19/6/17

Orfidal y caballero


 Llevo unos días tomando ansiolíticos y me pregunto si este yo calmado que ahora se pasea por la calle es parecido al que era antes de ser diagnosticado con trastorno de ansiedad (otra vez). Mis tres últimos años, sobre todo, se han convertido en una preocupación constante y sin motivo, en una vocecilla zumbona que es la tuya propia que te dice lo horrible que es todo, sobre todo lo horrible que eres tú, por supuesto, los tres últimos años los he pasado de ataque de ansiedad a ataque de ansiedad y tiro porque me toca y con una forma de ver -de entender- la vida que bordea, cuando no entra de lleno, en la desesperanza y el miedo.
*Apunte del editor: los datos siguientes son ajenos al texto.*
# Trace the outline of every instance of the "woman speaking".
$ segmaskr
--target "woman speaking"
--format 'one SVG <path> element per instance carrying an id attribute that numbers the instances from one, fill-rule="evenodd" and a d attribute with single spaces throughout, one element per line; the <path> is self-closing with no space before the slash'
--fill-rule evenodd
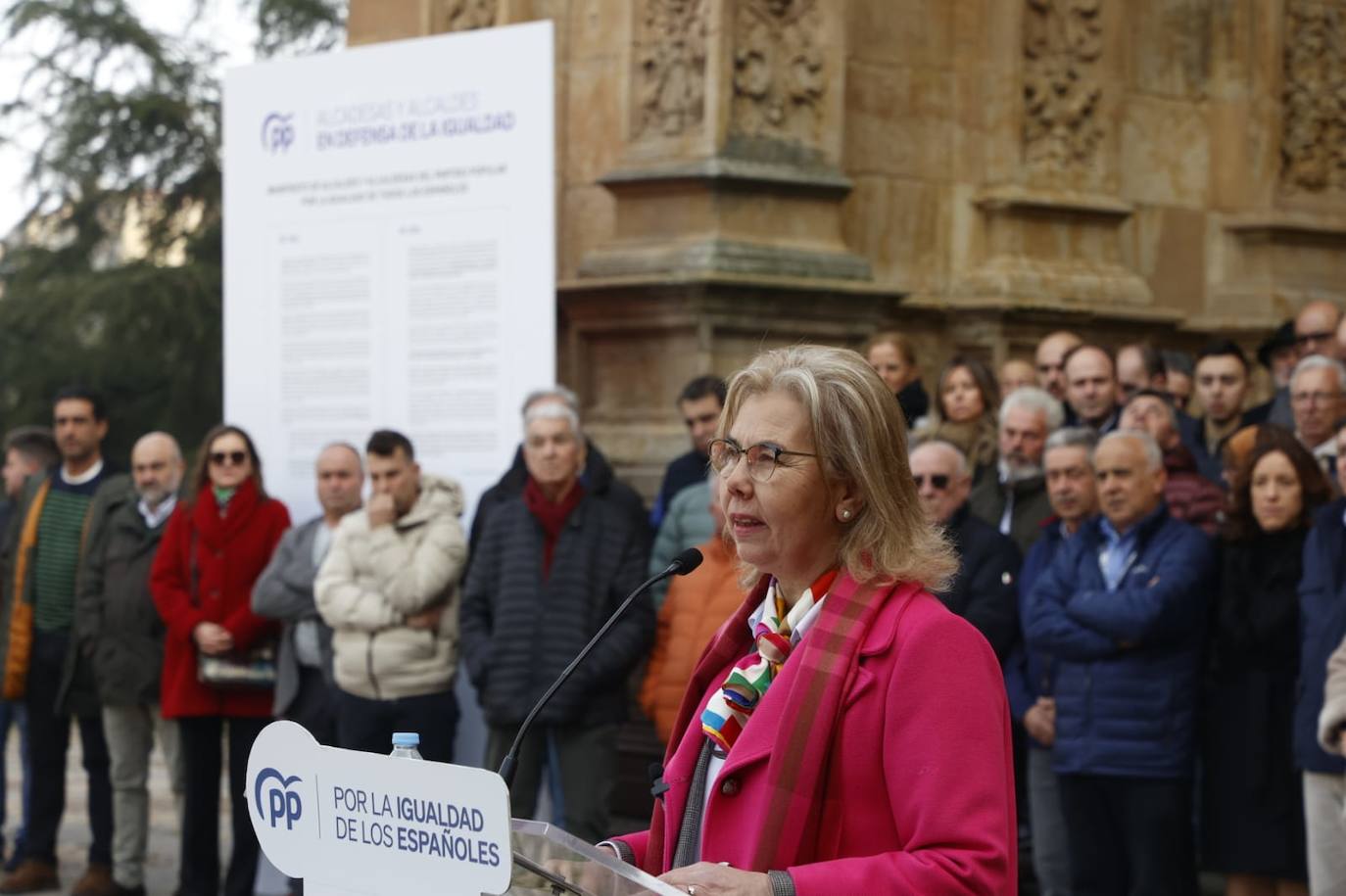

Sin embargo, desde hace unos días, me encuentro mucho mejor: pastilla por la mañana y pastilla por la noche, y soy consciente de mis problemas, de que esos siguen ahí, sigo siendo consciente de todo lo que falla en mí y a mi alrededor, que son muchas cosas, pero de repente todo se vuelve relativo, menos doloroso, más sensato. Me encuentro de mejor humor y levantarse de la cama no es un esfuerzo bárbaro como hace quince días, ni irse a dormir es un momento de pánico porque sabes que no vas a poder hacerlo. Cuando te llega una notificación del banco te suben las pulsaciones pero ya no hiperventilas. Y me pregunto, quiero decir, si este yo algo drogado que camina por la calle y  que se sienta a escribir esto es muy distinto a ese yo no drogado que sí sabía relativizar las cosas, ese que existía antes de que las malas emociones se lo comieran entero, si este es el estado de ánimo habitual de la gente, si esto es lo que debería sentir sin tener que ingerir pastillas para conseguirlo.